A Nicolosi, in provincia di Catania, un gioielliere ha sparato durante una colluttazione con dei rapinatori. Due di loro sono rimasti uccisi, uno è ferito |foto Ansa
Uno dei due rapinatori uccisi durante la rapina a Nicolosi

“Viviamo nella paura”, continua Squeri. “I commercianti sono in prima linea senza trincee e costretti ad affrontare faccia a faccia i criminali”. Anche se il responsabile della sicurezza di Confcommercio sottolinea che “il comportamento del gioielliere di Nicolosi, che dimostra l’esasperazione della categoria, non può e non deve diventare l’atteggiamento da tenere nei confronti dei rapinatori. Noi ribadiamo infatti di essere contrari alla giustizia fai da te, ma è altrettanto evidente che il fenomeno ha raggiunto proporzioni da allarme rosso. Siamo convinti della necessità di operare affinché chi si sente vittima potenziale della criminalità non decida di armarsi, ma al contempo chiediamo che lo Stato e le istituzioni ci aiutino in questa battaglia partendo dall’indissolubile binomio certezza della pena e controllo del territorio”.

Guido Gianni deteneva regolarmente la pistola con cui ha sparato ai ladri. E non sono solo i commercianti ad armarsi. Secondo il Rapporto Italia 2008 dell’Eurispes, sono 10 milioni le armi legali nel nostro Paese e 4 milioni le famiglie con almeno una pistola in casa. Sono 34 mila i privati che hanno un porto d’armi, ai quali si sommano le oltre 50 mila guardie giurate, i circa 800 mila cacciatori con licenza per abilitazione all’esercizio venatorio e i 178 mila permessi per uso sportivo (tiro a volo o tiro a segno). Altri 3 milioni di italiani hanno denunciato, invece, la presenza di armi in casa, ereditate o inservibili.

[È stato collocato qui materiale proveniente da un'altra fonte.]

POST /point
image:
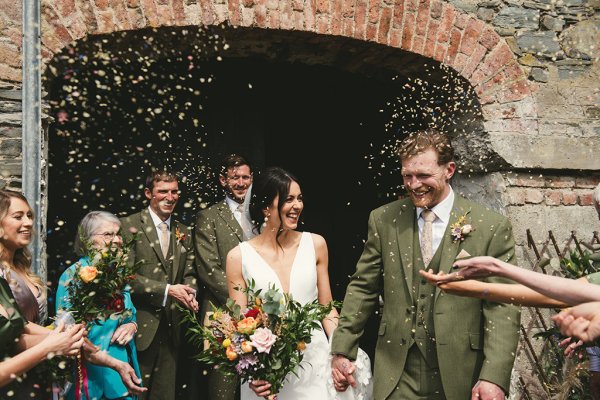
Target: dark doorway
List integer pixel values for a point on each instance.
(126, 102)
(320, 123)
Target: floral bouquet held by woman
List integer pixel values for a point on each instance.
(95, 291)
(263, 342)
(99, 287)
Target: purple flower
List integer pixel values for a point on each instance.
(246, 361)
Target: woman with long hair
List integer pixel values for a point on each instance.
(296, 263)
(16, 230)
(23, 303)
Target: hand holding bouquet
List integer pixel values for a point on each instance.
(95, 289)
(265, 341)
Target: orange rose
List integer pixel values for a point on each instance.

L’Eurispes stima che ogni anno in Italia si producano 629.152 armi, con una proporzione di detenzione di un’arma ogni dieci persone. Con la legge sulla legittima difesa le richieste di porto d’armi sono aumentate: solo a Roma erano 5 mila nel 2003, sono passate a 9.800 nel 2005 e a 11.250 nel 2006, anno appunto dell’approvazione della nuova norma. Le città più armate d’Italia nel 2007 sono risultate Torino e Milano, seguite dalla capitale.